Menurut Feri, LP Muhamad Syair itu menjadi bumerang, senjata tembak balik bagi Kejaksaan Tinggi Kupang berkaitan dengan perkara TIPIKOR tanah Pemda yang sudah inkrah itu.
“Kita semua tahu kan, bahwa salah satu saksi kunci kesuksesan Tipikor tanah Pemda 30 ha di Torolema (bagian selatan Kerangan) Kelurahan Labuan Bajo adalah anak alm.Haji Ishaka. Ia anak turunan Ketua Fungsionaris ulayat Nggorang, yang memberikan kesaksian di ruang sidang, disertai dengan memperlihatkan bukti pembatalan 16 ha itu, juga surat pembatalan 10 dan 15 hektar Nikolaus Naput dan Beatrix Seran istrinya, sehingga tanah Pemda itu kembali ke posisi semula. Bupati Gusti Dula dan beberapa orang lagi masuk bui. Tanah 16 hektar itu terletak di dalam 40 ha PPJB itu”, kata Fery Adu.
Menurut Feri, dengan adanya LP Muhamad Syair ini, dimana polisi penyelidik di Polres Mabar diduga berkonspirasi memuluskan proses LP-nya, itu akan menghantam Haji Ramang Ishaka, Kejati, dan Pemda.
“Bumerang ! Haji Ramang bisa dihukum karena beri kesaksian palsu, Kejati dianggap tidak cermat yang berakibat perkara bisa dianulir, Pemda dan oknum-oknum Kejati bisa dipidana. Dan, anda tahu kan, bahwa yang sangat dirugikan oleh putusan perkara TIPIKOR itu adalah pihak Niko Naput dan Kadiman yang bikin akta PPJB 40 ha di Notaris Billy Ginta tahun 2014 itu.
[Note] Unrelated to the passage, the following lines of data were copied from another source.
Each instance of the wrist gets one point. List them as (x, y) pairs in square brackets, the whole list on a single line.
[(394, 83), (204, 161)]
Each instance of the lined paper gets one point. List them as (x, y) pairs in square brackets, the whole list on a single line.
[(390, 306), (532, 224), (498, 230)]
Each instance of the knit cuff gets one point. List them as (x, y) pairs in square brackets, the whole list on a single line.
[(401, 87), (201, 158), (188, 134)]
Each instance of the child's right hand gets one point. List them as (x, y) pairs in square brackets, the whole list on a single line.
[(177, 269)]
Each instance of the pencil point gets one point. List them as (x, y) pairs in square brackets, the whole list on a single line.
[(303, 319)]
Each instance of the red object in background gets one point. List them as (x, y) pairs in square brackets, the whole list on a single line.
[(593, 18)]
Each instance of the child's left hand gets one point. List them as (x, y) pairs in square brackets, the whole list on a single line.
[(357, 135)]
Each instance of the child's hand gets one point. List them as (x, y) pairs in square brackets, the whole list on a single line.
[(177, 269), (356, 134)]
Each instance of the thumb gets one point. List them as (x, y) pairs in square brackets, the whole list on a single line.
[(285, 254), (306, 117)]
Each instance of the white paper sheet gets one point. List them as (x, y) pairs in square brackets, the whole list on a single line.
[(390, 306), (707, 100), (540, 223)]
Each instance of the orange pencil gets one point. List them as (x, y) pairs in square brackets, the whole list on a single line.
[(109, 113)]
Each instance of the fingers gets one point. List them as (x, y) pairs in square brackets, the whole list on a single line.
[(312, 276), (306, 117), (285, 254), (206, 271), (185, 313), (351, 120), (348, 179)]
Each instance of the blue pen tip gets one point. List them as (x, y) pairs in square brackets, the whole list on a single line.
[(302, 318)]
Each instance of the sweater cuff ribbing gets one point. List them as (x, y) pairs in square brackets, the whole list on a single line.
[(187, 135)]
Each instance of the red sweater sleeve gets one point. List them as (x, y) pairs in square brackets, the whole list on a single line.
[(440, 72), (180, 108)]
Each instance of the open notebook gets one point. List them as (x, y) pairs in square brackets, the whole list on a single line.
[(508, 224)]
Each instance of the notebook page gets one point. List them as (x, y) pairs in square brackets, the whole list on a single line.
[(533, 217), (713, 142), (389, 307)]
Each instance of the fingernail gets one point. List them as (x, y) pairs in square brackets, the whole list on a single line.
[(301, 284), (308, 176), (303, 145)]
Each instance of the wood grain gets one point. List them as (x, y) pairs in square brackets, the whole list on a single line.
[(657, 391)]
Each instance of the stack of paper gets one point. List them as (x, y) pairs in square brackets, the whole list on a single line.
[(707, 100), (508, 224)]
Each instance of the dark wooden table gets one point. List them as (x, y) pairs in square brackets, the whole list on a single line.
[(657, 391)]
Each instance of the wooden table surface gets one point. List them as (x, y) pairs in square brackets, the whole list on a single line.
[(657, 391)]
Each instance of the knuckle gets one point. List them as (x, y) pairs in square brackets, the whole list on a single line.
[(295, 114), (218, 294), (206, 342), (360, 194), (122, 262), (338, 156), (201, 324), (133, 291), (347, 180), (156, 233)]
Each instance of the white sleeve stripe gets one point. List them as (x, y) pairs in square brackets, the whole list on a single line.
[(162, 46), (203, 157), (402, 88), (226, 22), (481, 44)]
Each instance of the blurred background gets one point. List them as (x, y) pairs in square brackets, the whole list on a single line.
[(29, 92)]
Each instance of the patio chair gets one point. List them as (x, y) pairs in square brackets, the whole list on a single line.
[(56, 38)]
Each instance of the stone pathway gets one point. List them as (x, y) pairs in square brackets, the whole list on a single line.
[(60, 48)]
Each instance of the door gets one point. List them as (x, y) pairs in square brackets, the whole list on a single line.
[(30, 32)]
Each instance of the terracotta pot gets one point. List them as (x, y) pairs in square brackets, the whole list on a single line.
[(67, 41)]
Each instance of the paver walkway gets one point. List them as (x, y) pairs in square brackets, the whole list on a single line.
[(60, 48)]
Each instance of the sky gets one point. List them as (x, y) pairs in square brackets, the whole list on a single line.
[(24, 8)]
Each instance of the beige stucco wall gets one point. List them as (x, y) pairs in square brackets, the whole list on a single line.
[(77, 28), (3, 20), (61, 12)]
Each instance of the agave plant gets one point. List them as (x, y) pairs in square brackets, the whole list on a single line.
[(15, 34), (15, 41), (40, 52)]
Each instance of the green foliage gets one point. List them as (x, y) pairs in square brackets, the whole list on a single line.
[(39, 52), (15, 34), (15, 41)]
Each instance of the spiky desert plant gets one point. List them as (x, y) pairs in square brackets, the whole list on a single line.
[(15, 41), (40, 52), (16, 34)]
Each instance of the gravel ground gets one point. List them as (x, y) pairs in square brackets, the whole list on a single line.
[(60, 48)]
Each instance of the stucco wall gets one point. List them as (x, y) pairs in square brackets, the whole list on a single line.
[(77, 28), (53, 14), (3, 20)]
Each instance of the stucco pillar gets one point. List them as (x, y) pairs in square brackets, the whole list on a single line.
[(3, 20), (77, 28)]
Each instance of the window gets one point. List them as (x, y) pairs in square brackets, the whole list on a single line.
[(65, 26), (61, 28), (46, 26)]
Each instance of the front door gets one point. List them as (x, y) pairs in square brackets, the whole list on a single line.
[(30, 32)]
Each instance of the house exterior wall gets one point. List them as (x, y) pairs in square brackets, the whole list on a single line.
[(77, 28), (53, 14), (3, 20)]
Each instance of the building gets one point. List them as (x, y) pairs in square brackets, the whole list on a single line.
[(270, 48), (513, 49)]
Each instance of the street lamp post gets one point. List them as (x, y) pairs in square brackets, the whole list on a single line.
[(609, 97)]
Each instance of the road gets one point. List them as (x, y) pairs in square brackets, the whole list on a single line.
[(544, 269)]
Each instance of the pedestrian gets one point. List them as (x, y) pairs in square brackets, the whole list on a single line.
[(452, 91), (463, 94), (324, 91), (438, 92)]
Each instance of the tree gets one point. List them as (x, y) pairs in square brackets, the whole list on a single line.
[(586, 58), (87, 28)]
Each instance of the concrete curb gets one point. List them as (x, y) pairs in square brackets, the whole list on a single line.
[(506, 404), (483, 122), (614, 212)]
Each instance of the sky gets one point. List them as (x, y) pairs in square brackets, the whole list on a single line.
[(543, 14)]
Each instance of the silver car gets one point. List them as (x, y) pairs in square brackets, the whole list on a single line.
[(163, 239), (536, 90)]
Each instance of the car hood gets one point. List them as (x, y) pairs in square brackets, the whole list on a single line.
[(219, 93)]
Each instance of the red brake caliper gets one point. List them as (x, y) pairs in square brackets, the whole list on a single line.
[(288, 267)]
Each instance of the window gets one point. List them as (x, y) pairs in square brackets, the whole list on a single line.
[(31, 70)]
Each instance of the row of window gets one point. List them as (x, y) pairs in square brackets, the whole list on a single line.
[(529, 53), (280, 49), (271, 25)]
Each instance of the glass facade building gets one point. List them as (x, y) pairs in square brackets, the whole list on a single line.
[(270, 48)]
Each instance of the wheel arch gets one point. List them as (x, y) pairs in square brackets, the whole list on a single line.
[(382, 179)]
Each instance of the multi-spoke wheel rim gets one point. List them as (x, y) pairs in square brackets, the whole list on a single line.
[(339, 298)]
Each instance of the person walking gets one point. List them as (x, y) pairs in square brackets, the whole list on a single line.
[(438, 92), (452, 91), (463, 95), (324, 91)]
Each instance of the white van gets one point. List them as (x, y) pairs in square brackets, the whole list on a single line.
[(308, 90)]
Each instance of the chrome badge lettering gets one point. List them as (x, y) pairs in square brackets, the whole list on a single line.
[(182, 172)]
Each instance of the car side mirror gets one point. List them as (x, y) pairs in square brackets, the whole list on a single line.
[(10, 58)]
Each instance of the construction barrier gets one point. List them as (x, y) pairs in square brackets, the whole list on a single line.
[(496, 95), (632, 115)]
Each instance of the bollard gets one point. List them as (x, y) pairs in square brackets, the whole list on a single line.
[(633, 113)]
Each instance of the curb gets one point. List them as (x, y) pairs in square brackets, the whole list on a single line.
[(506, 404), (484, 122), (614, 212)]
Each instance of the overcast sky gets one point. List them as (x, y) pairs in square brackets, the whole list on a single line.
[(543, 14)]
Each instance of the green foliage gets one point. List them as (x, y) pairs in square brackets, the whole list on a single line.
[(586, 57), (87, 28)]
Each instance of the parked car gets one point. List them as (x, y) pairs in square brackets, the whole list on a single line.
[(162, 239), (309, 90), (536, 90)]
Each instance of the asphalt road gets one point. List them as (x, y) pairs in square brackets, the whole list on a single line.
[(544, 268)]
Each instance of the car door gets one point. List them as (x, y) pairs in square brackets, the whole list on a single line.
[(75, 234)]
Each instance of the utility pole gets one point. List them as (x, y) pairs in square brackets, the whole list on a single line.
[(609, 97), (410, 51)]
Patut diduga bahwa oknum polisi penyelidik di Polres Mabar berinisial NNB, berkolaborasi dengan pihak yang berkepentingan di PPJB 40 hektar itu. Oleh karena itu saya sebagai mitra kepolisian, berharap agar polres Mabar bekerja secara profesional sehingga masyarakat pencari keadilan masih mempercayai Polri”, tutupnya.
Dasar Laporan Muhammad Syair Dipertanyakan
Laporan Muhammad Syair yang terdaftar dengan nomor LP/B/148/X/2024/SPKT/POLRES MANGGARAI BARAT diajukan pada 3 Oktober 2024. Muhamad Syair menuduh adanya pemalsuan dokumen terkait surat keterangan pembatalan penyerahan tanah adat tanggal 17 Januari 1998 yang digunakan oleh ahli waris almarhum Ibrahim Hanta dalam perkara perdata di Pengadilan Negeri Labuan Bajo. Ia mengklaim bahwa dokumen tersebut palsu baik isi maupun tanda tangannya.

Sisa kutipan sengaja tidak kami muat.